Despite its potential, single-cell research is currently hampered by limitations in the number of cells that can be analyzed at this depth of detail.

To address this limitation, researchers from Oregon Health and Science University (OHSU) previously developed a strategy called single-cell combinatorial indexing (sci), which uses a transposase-based library construction to assess a variety of genomic properties in a high-throughput manner. While the technique greatly increases the number of single cells that can be analyzed in one experiment, it comes with the tradeoff of sparse coverage of readable DNA sequences per cell.

The technique relies on the sequencing of DNA libraries -- collections of DNA fragments that can be used to analyze genes and mutations for thousands of single cells at the same time. The process uses an enzymatic reaction to attach primers (adapters) to both ends of each DNA fragment. Many sci methods only achieve this around 50% of the time.

The team took the method a step further, improving the number of usable reads obtained per cells by utilizing an adapter-switching strategy called "s3." This provides an approximately tenfold improvement in the amount of DNA that can be recovered from a single cell to be sequenced and interpreted.

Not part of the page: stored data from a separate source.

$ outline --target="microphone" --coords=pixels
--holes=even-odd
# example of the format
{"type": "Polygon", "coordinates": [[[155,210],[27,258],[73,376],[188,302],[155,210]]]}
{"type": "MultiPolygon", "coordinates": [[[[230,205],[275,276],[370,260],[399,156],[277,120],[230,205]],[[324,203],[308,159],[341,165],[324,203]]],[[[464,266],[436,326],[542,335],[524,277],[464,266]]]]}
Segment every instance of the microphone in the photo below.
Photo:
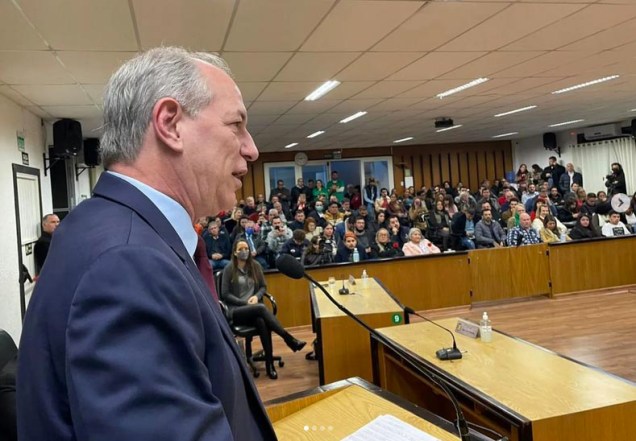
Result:
{"type": "MultiPolygon", "coordinates": [[[[278,263],[276,263],[276,266],[278,266],[278,263]]],[[[284,273],[283,273],[284,274],[284,273]]],[[[338,294],[340,294],[341,296],[344,296],[346,294],[349,294],[349,290],[345,287],[345,281],[344,279],[342,279],[342,288],[340,288],[338,290],[338,294]]]]}
{"type": "Polygon", "coordinates": [[[435,352],[435,355],[437,355],[437,358],[439,358],[440,360],[459,360],[460,358],[462,358],[462,352],[459,349],[457,349],[457,341],[455,340],[455,334],[453,334],[453,332],[450,329],[446,329],[442,325],[435,323],[433,320],[427,317],[424,317],[422,314],[418,314],[410,306],[405,306],[404,312],[406,312],[407,314],[416,315],[419,318],[422,318],[426,320],[427,322],[434,324],[438,328],[443,329],[444,331],[448,332],[451,335],[451,337],[453,338],[453,347],[442,348],[437,350],[435,352]]]}
{"type": "Polygon", "coordinates": [[[460,439],[462,441],[471,441],[466,417],[464,416],[464,413],[462,412],[462,409],[459,406],[459,403],[457,402],[457,398],[455,398],[455,396],[451,392],[450,388],[446,385],[446,383],[444,383],[441,379],[439,379],[435,374],[424,370],[421,367],[421,361],[415,358],[414,355],[411,355],[408,351],[406,351],[405,349],[402,349],[400,346],[395,344],[395,342],[393,342],[392,340],[380,334],[378,331],[373,329],[371,326],[366,324],[363,320],[359,319],[355,314],[349,311],[346,307],[344,307],[342,304],[336,301],[336,299],[334,299],[332,295],[329,294],[329,291],[327,291],[324,286],[318,283],[316,279],[314,279],[309,274],[307,274],[302,264],[300,264],[300,262],[298,262],[292,256],[290,256],[289,254],[281,254],[276,259],[276,268],[278,269],[278,271],[280,271],[281,273],[283,273],[284,275],[292,279],[305,278],[309,280],[311,283],[314,284],[314,286],[316,286],[320,291],[322,291],[322,293],[325,296],[327,296],[329,301],[333,303],[340,311],[342,311],[345,315],[347,315],[348,317],[353,319],[353,321],[355,321],[357,324],[359,324],[364,329],[366,329],[371,335],[373,335],[383,345],[390,348],[395,353],[399,354],[404,359],[404,361],[406,361],[418,373],[420,373],[422,376],[428,378],[431,382],[439,386],[440,389],[442,389],[444,393],[446,393],[446,395],[451,401],[451,404],[453,405],[453,408],[455,409],[455,415],[457,418],[457,420],[455,421],[455,424],[457,425],[457,432],[459,434],[460,439]]]}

"The downside has been the low quality of single-cell profiles," said senior author Andrew Adey, PhD, associate professor of molecular and medical genetics in the OHSU School of Medicine, in a statement. "Our method allows us to get a much more complete profile of any given single cell."

Adapter replacement is used to produce DNA fragments tagged with both forward and reverse adapters. The team uses multiple rounds of extension before polymerase chain reaction (PCR) to achieve this yield improvement.

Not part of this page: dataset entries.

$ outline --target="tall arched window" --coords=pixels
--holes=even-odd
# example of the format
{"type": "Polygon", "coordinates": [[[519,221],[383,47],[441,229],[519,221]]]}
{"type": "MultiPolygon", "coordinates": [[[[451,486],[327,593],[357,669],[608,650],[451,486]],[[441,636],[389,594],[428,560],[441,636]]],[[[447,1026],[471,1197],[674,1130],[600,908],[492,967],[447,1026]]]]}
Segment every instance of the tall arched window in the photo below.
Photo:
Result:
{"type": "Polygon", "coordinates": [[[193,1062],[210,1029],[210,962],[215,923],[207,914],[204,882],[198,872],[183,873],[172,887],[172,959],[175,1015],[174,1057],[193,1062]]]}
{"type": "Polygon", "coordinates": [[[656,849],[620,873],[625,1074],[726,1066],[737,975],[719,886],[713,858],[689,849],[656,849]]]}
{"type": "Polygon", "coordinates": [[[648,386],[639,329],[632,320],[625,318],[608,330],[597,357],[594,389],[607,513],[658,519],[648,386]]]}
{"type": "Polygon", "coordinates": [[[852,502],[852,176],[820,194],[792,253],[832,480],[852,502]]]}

"They are kind of like handles the sequencer uses to start reading," Adey explained.

First, a Tn5 mosaic end sequence (primer for transposase) is incorporated into the forward primer sequence to create a reaction-specific DNA barcode. The use of a uracil-intolerant polymerase prevents extension beyond the end of the DNA fragment. Then, a second template oligo is introduced, which anneals the copied mosaic end sequence to extend the molecule with the incorporation of a reverse adapter. This process results in library fragments that have both forward and reverse adapter sequences.

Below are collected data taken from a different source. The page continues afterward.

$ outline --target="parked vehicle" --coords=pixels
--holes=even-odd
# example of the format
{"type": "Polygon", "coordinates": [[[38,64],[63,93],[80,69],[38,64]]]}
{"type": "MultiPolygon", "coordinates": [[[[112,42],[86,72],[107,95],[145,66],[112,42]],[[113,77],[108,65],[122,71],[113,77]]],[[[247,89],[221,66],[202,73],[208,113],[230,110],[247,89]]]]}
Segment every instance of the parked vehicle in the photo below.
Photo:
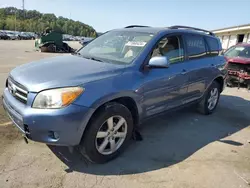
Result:
{"type": "Polygon", "coordinates": [[[37,34],[33,32],[27,32],[27,34],[30,36],[31,40],[35,40],[37,38],[37,34]]]}
{"type": "Polygon", "coordinates": [[[82,40],[79,41],[79,43],[84,47],[92,40],[94,40],[94,38],[84,37],[82,40]]]}
{"type": "Polygon", "coordinates": [[[250,90],[250,44],[240,43],[224,53],[227,59],[227,85],[245,84],[250,90]]]}
{"type": "Polygon", "coordinates": [[[28,40],[35,40],[37,38],[37,34],[34,32],[25,32],[25,34],[28,36],[28,40]]]}
{"type": "Polygon", "coordinates": [[[2,39],[2,40],[8,40],[10,38],[9,38],[9,36],[5,32],[0,31],[0,39],[2,39]]]}
{"type": "Polygon", "coordinates": [[[26,37],[21,32],[14,32],[18,40],[26,40],[26,37]]]}
{"type": "Polygon", "coordinates": [[[20,40],[31,40],[32,39],[32,37],[28,33],[25,33],[25,32],[20,32],[18,34],[18,36],[19,36],[20,40]]]}
{"type": "Polygon", "coordinates": [[[70,35],[64,34],[63,35],[63,40],[64,41],[70,41],[70,37],[71,37],[70,35]]]}
{"type": "Polygon", "coordinates": [[[74,52],[67,43],[63,42],[61,33],[50,31],[44,33],[41,37],[35,40],[35,47],[41,52],[74,52]]]}
{"type": "Polygon", "coordinates": [[[14,33],[14,32],[6,32],[9,40],[18,40],[19,37],[18,37],[18,34],[14,33]]]}
{"type": "Polygon", "coordinates": [[[12,70],[3,106],[26,140],[77,146],[104,163],[150,117],[194,104],[213,113],[227,74],[220,50],[213,33],[192,27],[112,30],[12,70]]]}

Improving single-cell techniques for cancer research

Adey and colleagues showed that their method can be used to reveal DNA alterations that have emerged in a subset of cells in tumor samples taken from patients with pancreatic cancer. By conducting whole-exome sequencing of pancreatic cancer cell lines derived from patient tumors, the team was able to detect unique subpopulations of cells with copy number loss of certain tumor suppressor genes such as cyclin-dependent kinase inhibitor 2A (CDKN2A), SMAD family member 4 (SMAD4), and BRCA2. They also identified in the pancreatic ductal adenocarcinoma-2 line, a subclonal amplification of serine protease 1 (PRSS1), a mutation associated with tumor size and tumor node metastasis rate.

"You can potentially identify rare cell subtypes within a tumor that are resistant to therapy," Adey said.

This knowledge could be used to develop individualized treatment plans for patients.

"If you are working with something like a cancer biopsy from a patient, a very small piece of tissue, you really want to make every cell count, you really have to get a lot of info from each single cell," Adey added.

In addition to improving the efficiency of the single-cell sequencing process, the method also has the added benefit of reducing sequencing costs by about one-third, according to the team. The platform utilizes adapters that are designed for standard sequencing techniques, instead of requiring custom primers or workflows in other competing methods. This makes the s3 platform compatible with many other single-cell workflows.

"This chemistry can just slot into many other assays," Adey said. "People can just start using it."